Consider that choice in the context of actual medieval life as lived (versus modern clichéd perceptions of “medieval”). The life of the spirit – of the soul – was thought to be the most valuable life there was. A life given over to prayer, not just for the self but for the world, was supposed to be the richest life there was, albeit one most people could not hope (or, frankly, want) to have. A woman who chose to become a nun was choosing to forgo worldly life for the infinitely more valuable life of the soul.
That said, the fact remains that they were still individuals, were still in the world, however cloistered they might be, because a nunnery was a workaday place as well as a place of prayer. A nunnery was a complex corporate entity with levels of managerial responsibilities webbing not only through the nunnery itself but outward into the numerous aspects of worldly medieval life that sustained the spiritual one. Nuns were expected to be corporate managers as well as sustainers of their own and other people’s spirituality. That dichotomy of purpose is one of the reasons that a medieval nun and a nunnery work so well in a history mystery novel. I’m not only able to explore an under-utilized aspect of medieval life from the angle of reality (rather than histrionics), but Dame Frevisse, with her keen, curious mind and deep spiritual life, brings a unique (but definitely medieval) viewpoint to everything around her. That includes both her fellow nuns with their widely varying personalities (some of whom are, after all, not as suited to the spiritual life as they might be) and all the men and women who populate the many layers and facets of medieval society surrounding the nunnery.

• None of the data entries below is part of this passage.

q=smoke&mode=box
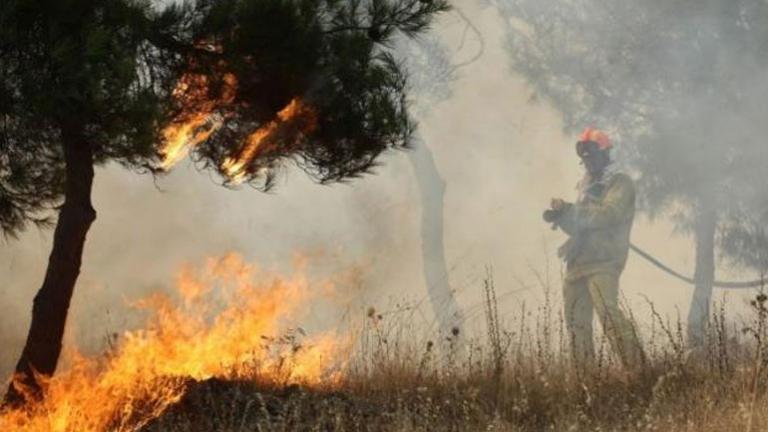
[0,1,752,382]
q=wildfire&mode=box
[160,73,237,170]
[222,98,317,183]
[0,254,349,432]
[160,69,317,183]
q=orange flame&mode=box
[221,98,317,183]
[160,73,237,171]
[0,254,349,432]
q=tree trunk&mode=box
[408,132,463,341]
[5,127,96,405]
[688,202,717,347]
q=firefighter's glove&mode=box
[541,209,563,223]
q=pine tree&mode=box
[0,0,448,403]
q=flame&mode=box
[160,73,237,171]
[0,254,349,432]
[221,98,317,183]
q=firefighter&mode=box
[544,128,644,366]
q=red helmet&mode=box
[579,127,613,150]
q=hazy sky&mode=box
[0,0,749,376]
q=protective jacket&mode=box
[555,173,635,280]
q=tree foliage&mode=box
[0,0,447,234]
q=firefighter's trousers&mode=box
[563,272,645,367]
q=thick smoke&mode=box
[0,1,752,376]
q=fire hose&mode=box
[544,210,766,289]
[629,243,766,289]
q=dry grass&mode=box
[140,279,768,432]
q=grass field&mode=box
[144,278,768,432]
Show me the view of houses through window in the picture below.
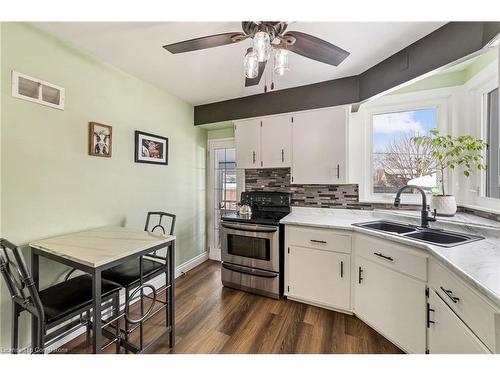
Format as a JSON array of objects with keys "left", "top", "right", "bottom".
[{"left": 372, "top": 108, "right": 437, "bottom": 193}]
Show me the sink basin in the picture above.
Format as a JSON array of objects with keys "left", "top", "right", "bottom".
[
  {"left": 404, "top": 229, "right": 482, "bottom": 246},
  {"left": 353, "top": 220, "right": 484, "bottom": 247},
  {"left": 354, "top": 220, "right": 416, "bottom": 234}
]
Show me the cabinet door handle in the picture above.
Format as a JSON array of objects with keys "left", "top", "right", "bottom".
[
  {"left": 310, "top": 240, "right": 326, "bottom": 244},
  {"left": 427, "top": 303, "right": 436, "bottom": 328},
  {"left": 373, "top": 253, "right": 394, "bottom": 262},
  {"left": 440, "top": 287, "right": 460, "bottom": 303}
]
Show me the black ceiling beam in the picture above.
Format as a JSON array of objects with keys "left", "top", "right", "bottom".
[{"left": 194, "top": 22, "right": 500, "bottom": 125}]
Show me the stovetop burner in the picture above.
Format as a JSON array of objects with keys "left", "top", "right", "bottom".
[
  {"left": 221, "top": 211, "right": 289, "bottom": 225},
  {"left": 221, "top": 191, "right": 290, "bottom": 225}
]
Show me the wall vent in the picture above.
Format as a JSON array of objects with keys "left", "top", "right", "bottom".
[{"left": 12, "top": 70, "right": 64, "bottom": 109}]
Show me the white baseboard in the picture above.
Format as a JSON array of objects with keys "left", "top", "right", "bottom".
[
  {"left": 208, "top": 249, "right": 222, "bottom": 262},
  {"left": 46, "top": 251, "right": 208, "bottom": 353}
]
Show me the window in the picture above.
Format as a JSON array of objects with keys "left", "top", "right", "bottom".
[
  {"left": 485, "top": 87, "right": 500, "bottom": 198},
  {"left": 372, "top": 107, "right": 437, "bottom": 194}
]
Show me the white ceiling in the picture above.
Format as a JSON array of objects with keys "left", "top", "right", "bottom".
[{"left": 34, "top": 22, "right": 445, "bottom": 105}]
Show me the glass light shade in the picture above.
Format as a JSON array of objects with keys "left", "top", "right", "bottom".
[
  {"left": 274, "top": 48, "right": 289, "bottom": 76},
  {"left": 243, "top": 51, "right": 259, "bottom": 78},
  {"left": 253, "top": 31, "right": 271, "bottom": 62}
]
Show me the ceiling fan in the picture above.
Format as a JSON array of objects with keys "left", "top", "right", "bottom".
[{"left": 163, "top": 21, "right": 349, "bottom": 86}]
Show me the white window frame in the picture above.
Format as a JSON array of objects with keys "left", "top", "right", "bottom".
[
  {"left": 207, "top": 138, "right": 234, "bottom": 260},
  {"left": 360, "top": 88, "right": 453, "bottom": 204},
  {"left": 12, "top": 70, "right": 65, "bottom": 110}
]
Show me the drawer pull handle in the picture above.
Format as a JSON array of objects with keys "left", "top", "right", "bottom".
[
  {"left": 311, "top": 240, "right": 326, "bottom": 244},
  {"left": 373, "top": 253, "right": 394, "bottom": 262},
  {"left": 441, "top": 287, "right": 460, "bottom": 303}
]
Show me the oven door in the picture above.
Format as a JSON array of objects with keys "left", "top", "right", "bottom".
[{"left": 220, "top": 221, "right": 280, "bottom": 272}]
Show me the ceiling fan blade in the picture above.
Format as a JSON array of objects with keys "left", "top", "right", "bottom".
[
  {"left": 284, "top": 31, "right": 349, "bottom": 66},
  {"left": 163, "top": 32, "right": 248, "bottom": 53},
  {"left": 245, "top": 61, "right": 267, "bottom": 87}
]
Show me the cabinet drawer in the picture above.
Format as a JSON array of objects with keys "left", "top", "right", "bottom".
[
  {"left": 354, "top": 234, "right": 427, "bottom": 281},
  {"left": 429, "top": 259, "right": 497, "bottom": 353},
  {"left": 285, "top": 226, "right": 351, "bottom": 253}
]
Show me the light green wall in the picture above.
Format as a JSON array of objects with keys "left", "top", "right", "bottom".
[
  {"left": 0, "top": 23, "right": 207, "bottom": 347},
  {"left": 391, "top": 48, "right": 498, "bottom": 95}
]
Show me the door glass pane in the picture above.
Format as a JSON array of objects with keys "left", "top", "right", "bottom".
[
  {"left": 212, "top": 148, "right": 238, "bottom": 249},
  {"left": 486, "top": 88, "right": 500, "bottom": 198}
]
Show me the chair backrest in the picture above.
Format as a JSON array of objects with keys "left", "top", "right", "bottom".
[
  {"left": 0, "top": 238, "right": 43, "bottom": 315},
  {"left": 144, "top": 211, "right": 176, "bottom": 235}
]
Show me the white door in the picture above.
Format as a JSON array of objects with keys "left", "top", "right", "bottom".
[
  {"left": 286, "top": 246, "right": 351, "bottom": 310},
  {"left": 234, "top": 120, "right": 261, "bottom": 169},
  {"left": 353, "top": 256, "right": 426, "bottom": 354},
  {"left": 261, "top": 115, "right": 292, "bottom": 168},
  {"left": 208, "top": 139, "right": 238, "bottom": 260},
  {"left": 292, "top": 107, "right": 347, "bottom": 184},
  {"left": 427, "top": 289, "right": 490, "bottom": 354}
]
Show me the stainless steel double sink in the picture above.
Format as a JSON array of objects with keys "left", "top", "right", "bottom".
[{"left": 353, "top": 220, "right": 484, "bottom": 247}]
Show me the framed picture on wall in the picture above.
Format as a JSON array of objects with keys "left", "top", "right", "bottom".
[
  {"left": 135, "top": 130, "right": 168, "bottom": 165},
  {"left": 89, "top": 122, "right": 113, "bottom": 158}
]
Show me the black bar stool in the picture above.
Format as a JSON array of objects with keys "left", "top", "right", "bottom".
[
  {"left": 0, "top": 239, "right": 121, "bottom": 353},
  {"left": 102, "top": 211, "right": 176, "bottom": 349}
]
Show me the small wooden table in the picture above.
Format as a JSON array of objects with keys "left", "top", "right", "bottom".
[{"left": 30, "top": 227, "right": 175, "bottom": 353}]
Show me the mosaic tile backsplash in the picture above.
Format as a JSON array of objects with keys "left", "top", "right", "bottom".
[
  {"left": 245, "top": 168, "right": 373, "bottom": 209},
  {"left": 245, "top": 168, "right": 500, "bottom": 221}
]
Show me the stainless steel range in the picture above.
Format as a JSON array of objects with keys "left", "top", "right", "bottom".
[{"left": 220, "top": 192, "right": 290, "bottom": 299}]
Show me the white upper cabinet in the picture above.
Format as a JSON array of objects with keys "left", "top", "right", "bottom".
[
  {"left": 234, "top": 119, "right": 261, "bottom": 169},
  {"left": 292, "top": 107, "right": 348, "bottom": 184},
  {"left": 261, "top": 115, "right": 292, "bottom": 168}
]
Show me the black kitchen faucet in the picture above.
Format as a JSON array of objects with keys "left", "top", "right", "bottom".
[{"left": 394, "top": 185, "right": 436, "bottom": 228}]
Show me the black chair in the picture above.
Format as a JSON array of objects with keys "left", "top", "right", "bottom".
[
  {"left": 102, "top": 211, "right": 176, "bottom": 349},
  {"left": 0, "top": 239, "right": 121, "bottom": 353}
]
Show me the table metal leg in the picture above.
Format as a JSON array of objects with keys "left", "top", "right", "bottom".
[
  {"left": 92, "top": 269, "right": 102, "bottom": 354},
  {"left": 167, "top": 241, "right": 175, "bottom": 348},
  {"left": 31, "top": 248, "right": 40, "bottom": 353}
]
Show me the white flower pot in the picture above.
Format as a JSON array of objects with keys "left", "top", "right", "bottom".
[{"left": 430, "top": 195, "right": 457, "bottom": 216}]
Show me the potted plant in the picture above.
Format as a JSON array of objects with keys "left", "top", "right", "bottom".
[{"left": 413, "top": 130, "right": 488, "bottom": 216}]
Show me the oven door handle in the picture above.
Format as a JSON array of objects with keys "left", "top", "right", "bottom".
[
  {"left": 220, "top": 222, "right": 278, "bottom": 233},
  {"left": 222, "top": 263, "right": 278, "bottom": 279}
]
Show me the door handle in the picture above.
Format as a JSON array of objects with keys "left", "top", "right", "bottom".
[
  {"left": 310, "top": 240, "right": 327, "bottom": 244},
  {"left": 427, "top": 303, "right": 436, "bottom": 328},
  {"left": 373, "top": 253, "right": 394, "bottom": 262}
]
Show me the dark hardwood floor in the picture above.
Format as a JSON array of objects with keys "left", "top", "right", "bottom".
[{"left": 64, "top": 261, "right": 402, "bottom": 354}]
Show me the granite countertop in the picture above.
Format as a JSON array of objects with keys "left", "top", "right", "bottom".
[{"left": 281, "top": 207, "right": 500, "bottom": 306}]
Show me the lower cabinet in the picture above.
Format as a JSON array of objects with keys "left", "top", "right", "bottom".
[
  {"left": 353, "top": 256, "right": 426, "bottom": 353},
  {"left": 285, "top": 246, "right": 351, "bottom": 310},
  {"left": 427, "top": 289, "right": 490, "bottom": 354}
]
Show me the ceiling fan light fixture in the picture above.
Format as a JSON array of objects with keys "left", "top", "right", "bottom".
[
  {"left": 274, "top": 48, "right": 290, "bottom": 76},
  {"left": 253, "top": 31, "right": 271, "bottom": 62},
  {"left": 243, "top": 48, "right": 259, "bottom": 79}
]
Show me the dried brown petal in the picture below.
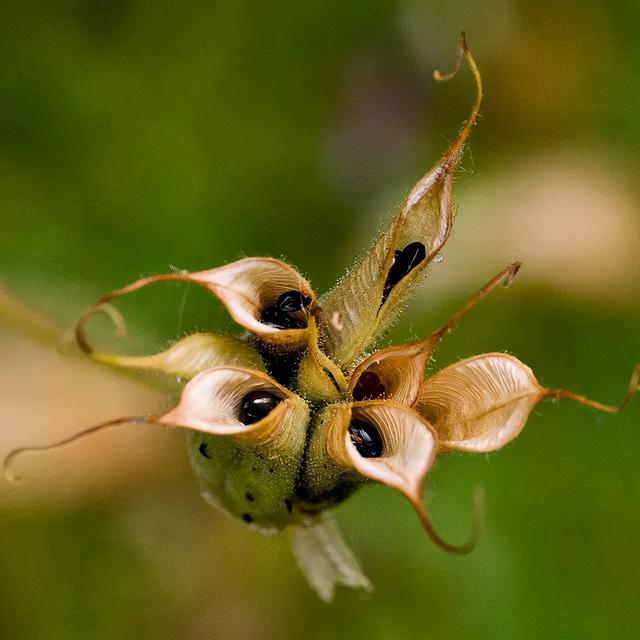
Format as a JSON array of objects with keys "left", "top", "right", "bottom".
[
  {"left": 321, "top": 33, "right": 482, "bottom": 367},
  {"left": 305, "top": 400, "right": 479, "bottom": 553},
  {"left": 91, "top": 333, "right": 264, "bottom": 380},
  {"left": 161, "top": 367, "right": 309, "bottom": 448},
  {"left": 416, "top": 353, "right": 640, "bottom": 452},
  {"left": 349, "top": 262, "right": 520, "bottom": 405},
  {"left": 416, "top": 353, "right": 545, "bottom": 452},
  {"left": 3, "top": 367, "right": 309, "bottom": 480},
  {"left": 76, "top": 258, "right": 316, "bottom": 353}
]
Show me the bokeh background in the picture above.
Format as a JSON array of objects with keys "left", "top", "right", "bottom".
[{"left": 0, "top": 0, "right": 640, "bottom": 640}]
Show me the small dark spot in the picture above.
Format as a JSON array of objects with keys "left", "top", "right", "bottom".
[{"left": 198, "top": 442, "right": 212, "bottom": 460}]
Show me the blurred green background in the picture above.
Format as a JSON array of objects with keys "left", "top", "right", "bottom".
[{"left": 0, "top": 0, "right": 640, "bottom": 639}]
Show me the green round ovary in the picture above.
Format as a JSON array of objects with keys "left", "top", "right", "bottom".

The tensions of this duality add fascinating difficulties to all the usual problems involved in a murder and mystery, and allow readers that deep immersion into a truly different time and place that is the one of the pleasures of reading historical novels. Human passions may remain the same through the centuries, but what sparks them changes with the world they grow in. I love my “life in a medieval nunnery” because by being there I’ve been able to explore not only the worldly passions of the body but the spiritual passions of those who quest for the peace and glory of soul said to lie beyond the bounds of everyday.
Or is until, as a novelist, I have to kill someone and get on with the plot.